Support for node status list and duration

Not sure I've completely understood this thread so if this is not relevant, please ignore.

My thought - and hopefully one that maintains the best possible backwards compatibility - would be to add a new status type. That way, the original status would continue to act just as it does now. And so would the status node.

Then you could have a completely separate "live status". You could extend the status node to be triggered on these or ignore them. So avoiding all of the issues regarding rolling back to a previous state - you wouldn't need to. But, a flow using a status node could easily be extended to deal with temporary status changes if you wanted to. But you wouldn't be forced to.

For custom nodes, the issuing of a "live status" would overwrite any existing actual status and, on timeout, would simply revert. There would not be any need to re-issue the old status (now current again) because the status node understands they are different and your flow handles it, not the node.

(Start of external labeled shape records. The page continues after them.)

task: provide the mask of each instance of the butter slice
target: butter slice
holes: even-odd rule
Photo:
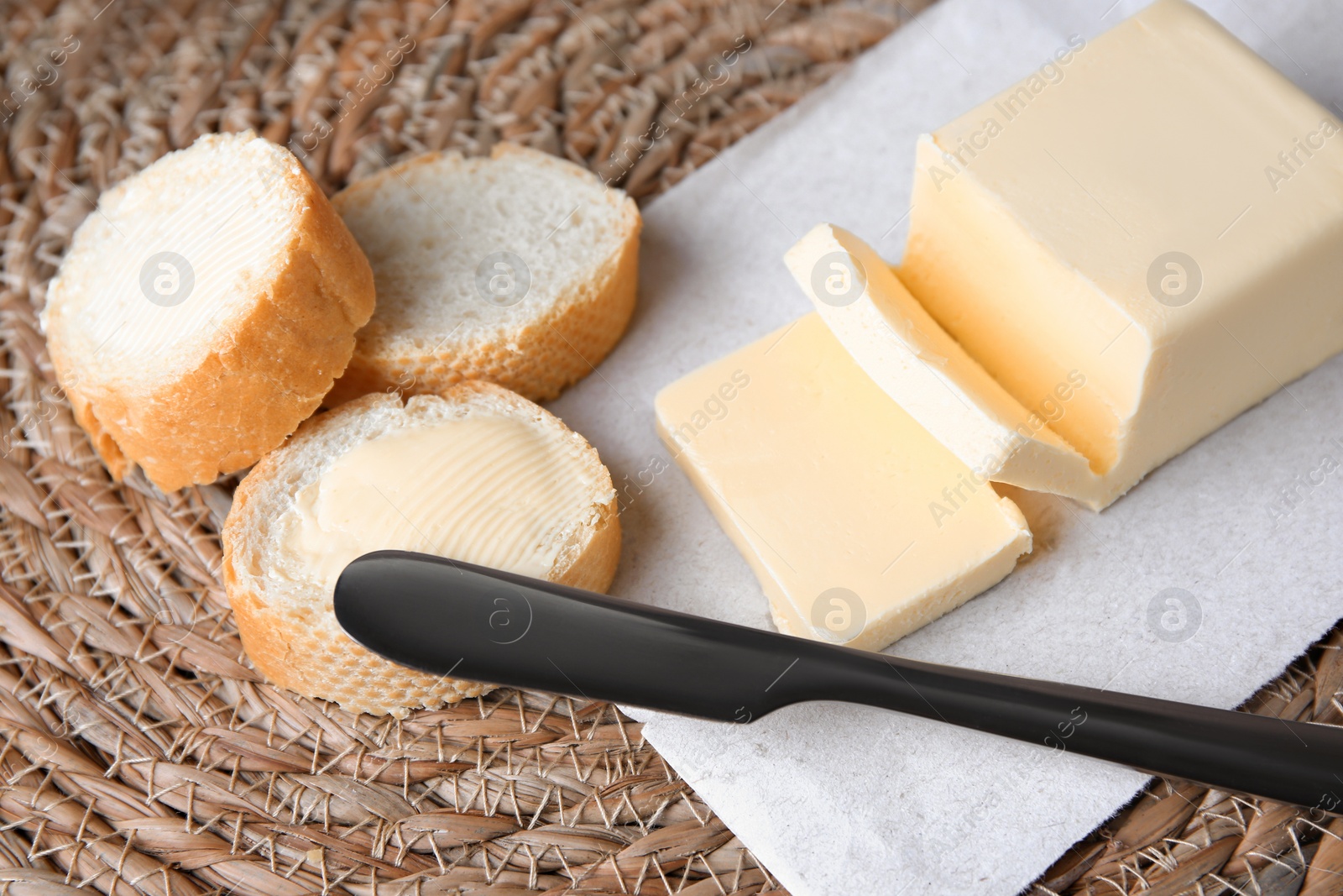
[[[1091,506],[1104,501],[1101,478],[1088,459],[1049,427],[1085,388],[1081,373],[1027,410],[849,231],[818,224],[784,261],[858,365],[976,481],[1066,494]]]
[[[470,408],[389,429],[299,489],[279,531],[330,594],[355,557],[420,551],[545,579],[594,514],[602,467],[586,445],[535,422]]]
[[[1339,124],[1158,0],[920,140],[898,275],[1103,502],[1343,349]]]
[[[1017,505],[892,402],[817,314],[667,386],[655,408],[787,634],[881,649],[1030,551]]]

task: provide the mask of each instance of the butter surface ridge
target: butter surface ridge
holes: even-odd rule
[[[787,634],[885,647],[1030,549],[1017,506],[892,402],[814,313],[667,386],[655,410]]]

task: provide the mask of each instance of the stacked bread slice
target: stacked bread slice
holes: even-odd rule
[[[285,149],[208,136],[103,193],[43,325],[114,478],[138,466],[172,490],[255,465],[223,531],[255,665],[404,715],[482,685],[355,645],[332,611],[349,560],[403,548],[611,582],[610,473],[529,399],[619,340],[639,224],[623,193],[535,150],[430,154],[333,203]],[[324,403],[340,407],[309,419]]]

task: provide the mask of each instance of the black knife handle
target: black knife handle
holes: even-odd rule
[[[1343,728],[1035,681],[736,626],[403,551],[351,563],[336,618],[369,650],[455,678],[724,721],[837,700],[1323,811]]]

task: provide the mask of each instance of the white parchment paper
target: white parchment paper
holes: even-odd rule
[[[614,594],[770,625],[756,580],[654,434],[654,392],[808,310],[780,257],[817,222],[894,261],[915,137],[1037,69],[1070,34],[1092,36],[1142,5],[1112,1],[941,0],[651,204],[630,332],[553,404],[624,490]],[[1343,4],[1206,7],[1340,111]],[[1343,357],[1101,514],[1014,492],[1035,552],[893,653],[1233,707],[1343,617],[1343,469],[1320,473],[1326,457],[1343,461]],[[1167,588],[1183,591],[1179,604]],[[1015,893],[1144,782],[843,704],[751,725],[635,715],[796,896]]]

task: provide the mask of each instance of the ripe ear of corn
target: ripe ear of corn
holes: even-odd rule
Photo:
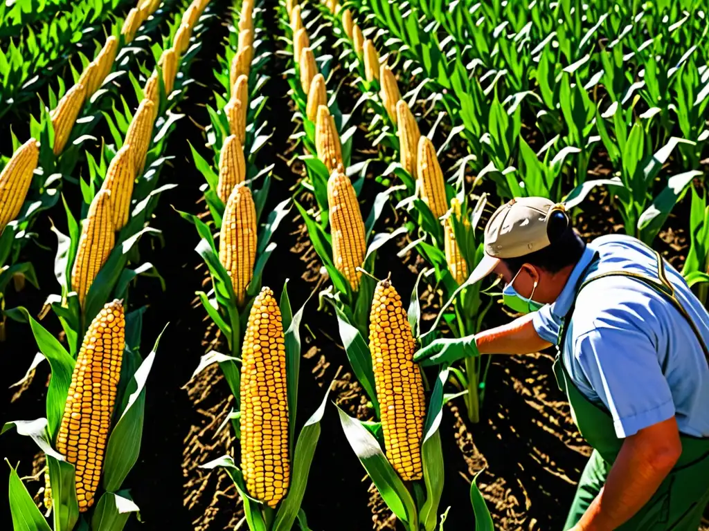
[[[54,154],[59,155],[64,151],[64,147],[67,145],[67,141],[72,135],[72,128],[77,121],[77,117],[84,106],[86,93],[84,85],[75,84],[50,113],[52,127],[54,127]]]
[[[347,279],[352,291],[357,291],[362,278],[362,273],[357,268],[364,263],[367,253],[364,222],[350,178],[338,170],[333,171],[328,180],[333,261]]]
[[[303,48],[310,47],[310,39],[308,38],[308,32],[305,28],[301,28],[296,32],[293,38],[293,59],[299,61],[301,53]]]
[[[125,227],[130,213],[130,197],[135,181],[135,161],[129,144],[124,144],[111,160],[101,190],[111,192],[109,202],[114,231]]]
[[[249,494],[275,507],[291,467],[283,322],[268,287],[254,300],[241,356],[241,469]]]
[[[57,435],[57,450],[76,471],[79,511],[94,505],[111,430],[125,346],[120,301],[109,302],[84,338]]]
[[[398,85],[396,84],[396,78],[394,76],[393,72],[386,64],[381,65],[379,72],[379,84],[381,85],[380,93],[381,103],[386,109],[386,114],[389,115],[389,119],[396,123],[396,102],[401,99],[401,93],[399,92]]]
[[[256,206],[249,187],[240,183],[226,201],[219,234],[219,261],[229,273],[240,306],[254,275],[256,239]]]
[[[379,79],[379,54],[372,39],[364,41],[364,77],[368,81]]]
[[[321,105],[327,106],[328,92],[325,87],[325,76],[322,74],[318,74],[311,81],[311,88],[308,93],[308,105],[306,108],[308,120],[316,122],[318,109]]]
[[[123,143],[133,146],[136,177],[142,175],[145,168],[145,159],[152,140],[152,126],[157,114],[155,104],[149,99],[143,98],[125,133]]]
[[[301,85],[306,94],[310,92],[311,82],[318,73],[318,65],[315,62],[315,54],[310,48],[301,51]]]
[[[337,164],[342,162],[342,148],[340,135],[335,125],[335,118],[328,108],[321,105],[318,108],[316,119],[315,144],[318,158],[327,166],[328,171],[334,171]]]
[[[386,457],[404,481],[423,477],[423,382],[413,362],[416,343],[401,297],[389,280],[376,285],[372,303],[369,350],[381,411]]]
[[[361,57],[362,52],[364,51],[364,35],[362,34],[362,30],[357,24],[352,26],[352,46],[354,48],[354,53],[357,57]]]
[[[233,88],[236,84],[236,80],[239,76],[249,76],[249,71],[251,69],[251,57],[253,55],[253,48],[247,46],[239,50],[238,53],[234,56],[231,60],[231,67],[229,69],[229,84]]]
[[[352,13],[347,8],[342,10],[342,29],[345,30],[345,34],[347,38],[351,40],[352,38]]]
[[[39,144],[30,138],[16,150],[0,173],[0,234],[22,210],[39,156]]]
[[[159,63],[162,69],[162,84],[165,86],[165,96],[169,96],[174,88],[175,76],[177,74],[177,52],[169,48],[162,52]]]
[[[244,148],[235,135],[224,139],[219,154],[219,181],[217,182],[217,195],[224,204],[229,199],[234,187],[246,178],[246,160]]]
[[[468,278],[468,265],[465,258],[460,253],[460,248],[455,241],[455,229],[453,224],[453,217],[456,219],[467,225],[467,218],[461,219],[460,201],[454,198],[450,200],[451,213],[445,221],[445,237],[444,247],[445,249],[445,260],[448,263],[450,274],[458,284],[462,284]]]
[[[100,190],[91,201],[86,219],[82,224],[77,258],[72,268],[72,290],[84,306],[89,288],[106,263],[116,243],[111,193]]]
[[[431,209],[434,216],[440,217],[448,210],[445,183],[443,181],[443,172],[438,164],[436,149],[428,137],[421,137],[418,139],[416,165],[421,199]]]
[[[403,100],[399,100],[396,103],[396,120],[394,121],[398,125],[397,135],[399,139],[401,166],[415,178],[416,156],[421,132],[419,131],[418,124],[413,118],[411,109]]]

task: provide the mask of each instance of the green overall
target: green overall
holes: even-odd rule
[[[657,254],[657,253],[656,253]],[[658,277],[657,279],[627,271],[601,273],[581,283],[576,297],[590,282],[607,276],[627,276],[643,282],[671,302],[680,314],[687,319],[704,350],[709,362],[709,349],[702,340],[691,317],[682,307],[674,295],[674,290],[667,280],[664,265],[657,254]],[[593,263],[594,261],[591,262]],[[585,276],[581,275],[581,278]],[[558,349],[554,362],[554,372],[559,388],[569,398],[571,416],[584,438],[593,448],[581,474],[574,503],[564,526],[564,530],[574,527],[598,494],[605,482],[610,467],[615,460],[623,440],[615,435],[613,421],[608,411],[589,401],[574,385],[561,359],[566,336],[566,322],[573,313],[576,298],[569,312],[564,316],[559,333]],[[630,520],[618,527],[623,531],[696,531],[700,525],[704,508],[709,502],[709,438],[698,438],[680,434],[682,454],[677,464],[650,501]]]

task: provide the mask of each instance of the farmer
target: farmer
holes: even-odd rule
[[[424,365],[557,347],[554,372],[593,452],[564,530],[696,531],[709,501],[709,313],[659,254],[628,236],[585,244],[563,205],[498,208],[485,256],[525,314],[422,349]]]

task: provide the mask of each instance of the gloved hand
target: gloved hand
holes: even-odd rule
[[[475,345],[475,336],[467,336],[459,339],[437,339],[424,347],[413,356],[413,360],[422,367],[445,364],[468,356],[480,355]]]

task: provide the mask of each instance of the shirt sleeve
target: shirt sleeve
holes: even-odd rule
[[[544,341],[556,345],[562,320],[552,312],[552,304],[542,306],[532,316],[532,324],[537,335]]]
[[[577,338],[574,354],[619,438],[674,416],[656,349],[640,330],[595,329]]]

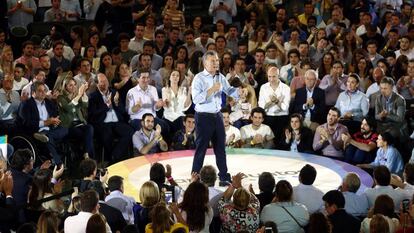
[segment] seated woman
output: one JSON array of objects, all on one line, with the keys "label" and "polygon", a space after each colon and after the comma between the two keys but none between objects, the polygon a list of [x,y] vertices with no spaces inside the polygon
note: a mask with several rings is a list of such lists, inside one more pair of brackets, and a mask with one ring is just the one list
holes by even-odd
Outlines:
[{"label": "seated woman", "polygon": [[[29,207],[33,210],[53,210],[58,213],[63,213],[64,205],[60,199],[53,199],[47,202],[39,203],[38,200],[53,196],[60,193],[62,190],[61,184],[55,184],[52,182],[56,180],[63,173],[63,166],[60,170],[56,170],[55,167],[53,173],[55,177],[52,177],[52,172],[49,169],[40,169],[33,176],[32,188],[29,192]],[[58,175],[60,174],[60,175]],[[52,180],[52,178],[54,178]]]},{"label": "seated woman", "polygon": [[398,229],[400,221],[394,214],[394,201],[390,196],[383,194],[379,195],[377,199],[375,199],[374,207],[370,213],[368,213],[368,216],[361,222],[361,233],[373,232],[370,231],[370,225],[373,220],[373,216],[375,215],[382,215],[385,218],[389,226],[388,232],[394,233]]},{"label": "seated woman", "polygon": [[242,173],[233,176],[232,184],[219,200],[221,232],[256,232],[259,228],[260,203],[253,193],[242,187],[243,178]]},{"label": "seated woman", "polygon": [[93,127],[86,121],[88,83],[76,87],[76,81],[70,77],[63,81],[62,94],[58,96],[59,116],[61,125],[69,128],[68,136],[72,139],[82,138],[85,158],[94,157]]},{"label": "seated woman", "polygon": [[171,72],[169,85],[162,88],[162,99],[165,102],[164,118],[171,132],[183,128],[184,112],[191,106],[191,88],[180,85],[180,73]]},{"label": "seated woman", "polygon": [[313,153],[313,134],[309,128],[303,126],[302,115],[294,113],[290,116],[290,125],[285,129],[284,136],[280,141],[280,149]]},{"label": "seated woman", "polygon": [[170,207],[177,221],[187,225],[191,232],[209,232],[214,214],[208,194],[204,183],[193,181],[185,190],[182,202]]},{"label": "seated woman", "polygon": [[139,232],[145,232],[145,226],[151,222],[150,213],[160,201],[158,185],[153,181],[145,182],[139,189],[140,205],[134,206],[134,221]]},{"label": "seated woman", "polygon": [[182,223],[175,223],[171,220],[171,212],[165,203],[155,205],[151,213],[152,222],[145,227],[146,233],[165,233],[174,232],[177,228],[184,227],[188,233],[188,227]]},{"label": "seated woman", "polygon": [[277,182],[275,194],[273,202],[263,207],[260,220],[276,223],[279,233],[303,232],[309,213],[304,205],[293,201],[292,185],[286,180]]},{"label": "seated woman", "polygon": [[384,165],[391,173],[401,175],[404,169],[404,162],[400,152],[393,146],[394,138],[388,132],[378,135],[377,140],[377,156],[374,162],[366,164],[358,164],[360,168],[374,168]]}]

As I say, this feels that it should be 100% backwards compatible with minimal changes needed to core. It also keeps the 2 concepts somewhat separated which, in my weird brain at least, seems easier to comprehend.

So the workflow would be:

  1. Trigger a standard, static status if you want - using the current functions.
  2. On receipt of a suitable event or msg, trigger a "live status" using a new RED function to be created in core. That fn will have access to the current non-live status automatically via reference to the node data, see the next para for why that is important. When the live status times out, all it has to do is restore the visual to the current non-live status (if set), nothing else.

If your flow updates the standard status while the live status is active, then the current status function would still be triggered and any connected status node would also be triggered, however, the display would not update (that might need to be an option). But because the new live status function "knows" the current non-live status setting, as the timeout expires, it will automatically set the display to the correct status.

Not sure if any of that makes sense, it has been a very long week for me and my brain is a little burned out.